Lao Tzu

1 post

The Paradoxical Poetry of Tao Te Ching

The Tao is the way. Too bad Machiavelli never heard of it. Or got to read it. If he had, The Prince might have been a different fellow. An unrecognizable one, in fact.

I like to read Lao Tzu’s paradoxical pages every now and then, and when I do, I reach for my copy of Tao Te Ching.  The wisdom here is unsettlingly logical. So un-Western. And in this day and age, sadly, so un-Eastern, too.

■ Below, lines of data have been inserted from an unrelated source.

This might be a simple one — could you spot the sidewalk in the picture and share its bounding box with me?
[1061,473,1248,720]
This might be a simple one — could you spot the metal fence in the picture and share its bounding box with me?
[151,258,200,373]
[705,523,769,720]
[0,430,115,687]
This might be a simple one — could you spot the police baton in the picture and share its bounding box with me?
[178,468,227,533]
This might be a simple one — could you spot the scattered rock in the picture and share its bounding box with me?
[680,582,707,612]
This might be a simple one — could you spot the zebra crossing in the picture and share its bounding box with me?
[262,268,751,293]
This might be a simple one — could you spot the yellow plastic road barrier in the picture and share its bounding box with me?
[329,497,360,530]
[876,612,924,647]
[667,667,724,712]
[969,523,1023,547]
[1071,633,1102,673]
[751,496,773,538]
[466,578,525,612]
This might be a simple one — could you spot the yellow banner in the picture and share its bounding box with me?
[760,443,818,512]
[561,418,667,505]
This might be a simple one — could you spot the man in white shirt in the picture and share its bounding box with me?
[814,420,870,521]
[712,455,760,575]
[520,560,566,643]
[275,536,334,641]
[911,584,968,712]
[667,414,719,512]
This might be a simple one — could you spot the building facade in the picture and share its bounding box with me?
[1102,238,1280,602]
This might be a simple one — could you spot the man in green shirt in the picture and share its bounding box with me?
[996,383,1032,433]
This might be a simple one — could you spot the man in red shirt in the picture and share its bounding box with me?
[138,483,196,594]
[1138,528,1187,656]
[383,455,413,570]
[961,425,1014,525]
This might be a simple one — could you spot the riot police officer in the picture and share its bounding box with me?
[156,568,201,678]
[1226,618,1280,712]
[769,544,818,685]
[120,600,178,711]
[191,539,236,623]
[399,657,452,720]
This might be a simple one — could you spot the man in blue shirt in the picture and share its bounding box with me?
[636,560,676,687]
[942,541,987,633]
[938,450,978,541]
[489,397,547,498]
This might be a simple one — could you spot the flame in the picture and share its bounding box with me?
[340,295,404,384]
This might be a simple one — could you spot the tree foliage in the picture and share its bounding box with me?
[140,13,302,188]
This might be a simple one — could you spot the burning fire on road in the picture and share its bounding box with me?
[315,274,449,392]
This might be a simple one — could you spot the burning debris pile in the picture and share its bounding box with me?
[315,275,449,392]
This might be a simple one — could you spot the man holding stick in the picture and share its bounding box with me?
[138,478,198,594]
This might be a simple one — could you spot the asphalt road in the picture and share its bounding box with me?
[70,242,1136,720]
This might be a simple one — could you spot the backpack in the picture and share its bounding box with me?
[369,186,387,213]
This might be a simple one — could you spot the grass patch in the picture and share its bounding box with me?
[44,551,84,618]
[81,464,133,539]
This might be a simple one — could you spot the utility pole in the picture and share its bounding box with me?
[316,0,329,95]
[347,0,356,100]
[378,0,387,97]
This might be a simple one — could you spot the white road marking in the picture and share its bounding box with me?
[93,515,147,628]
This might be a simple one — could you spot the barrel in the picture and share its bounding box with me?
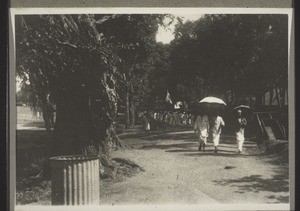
[50,155,100,205]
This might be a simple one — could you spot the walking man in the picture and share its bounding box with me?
[235,110,247,154]
[212,114,225,153]
[194,115,209,151]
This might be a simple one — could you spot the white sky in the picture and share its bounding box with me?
[156,14,203,44]
[16,14,203,92]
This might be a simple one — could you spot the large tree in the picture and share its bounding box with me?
[16,15,162,170]
[170,15,288,109]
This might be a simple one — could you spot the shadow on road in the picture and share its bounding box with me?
[140,143,196,150]
[214,173,289,203]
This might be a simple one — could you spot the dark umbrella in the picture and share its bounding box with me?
[199,97,226,111]
[233,105,253,117]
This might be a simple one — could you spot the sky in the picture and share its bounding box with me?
[16,14,203,92]
[156,14,203,44]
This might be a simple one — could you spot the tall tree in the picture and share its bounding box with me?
[16,15,165,171]
[170,15,288,109]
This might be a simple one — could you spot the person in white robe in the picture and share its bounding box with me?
[194,115,209,151]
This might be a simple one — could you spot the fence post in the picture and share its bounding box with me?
[50,155,100,205]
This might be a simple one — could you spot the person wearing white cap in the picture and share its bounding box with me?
[212,114,225,153]
[194,115,209,151]
[235,110,247,154]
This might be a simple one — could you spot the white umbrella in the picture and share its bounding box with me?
[233,105,253,116]
[199,97,226,105]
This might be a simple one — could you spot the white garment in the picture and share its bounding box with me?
[194,115,209,144]
[235,129,245,152]
[212,133,221,147]
[212,116,225,147]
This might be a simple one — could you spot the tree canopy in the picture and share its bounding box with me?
[169,15,288,107]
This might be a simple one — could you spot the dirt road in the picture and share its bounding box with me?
[100,130,289,205]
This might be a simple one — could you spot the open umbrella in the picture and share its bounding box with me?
[199,97,226,110]
[233,105,253,117]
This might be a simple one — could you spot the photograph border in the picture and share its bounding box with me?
[8,7,295,210]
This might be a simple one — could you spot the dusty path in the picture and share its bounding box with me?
[100,128,289,205]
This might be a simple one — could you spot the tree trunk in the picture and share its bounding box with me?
[130,101,135,127]
[130,83,135,128]
[269,89,273,106]
[255,93,263,108]
[125,89,130,128]
[275,88,281,108]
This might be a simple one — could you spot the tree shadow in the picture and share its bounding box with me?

Here is one entry I particularly enjoyed. Like rivers and streams, the metaphor is simple yet deep. If only a few leaders I know (their weaknesses exposed one Tweet at a time) would read it. But that won’t happen unless it is read aloud to him. On Fox Channel story time. Which gives the fox–an otherwise fine animal–a bad name.


From Tao Te Ching:

The reason the river and sea can be regarded as
The rulers of all the valley streams
Is because of their being below them.
Therefore they can be their rulers.
So if you want to be over people
You must speak humbly to them.
If you want to lead them
You must place yourself behind them.

Thus the sage is positioned above
And the people do not feel oppressed.
He is in front and they feel nothing wrong.
Therefore they like to push him front and never resent him.

Since he does not contend

No one can contend with him.


The moral of our story: Lead from behind. Get on top from below. Be humble! Most of us have lost our way!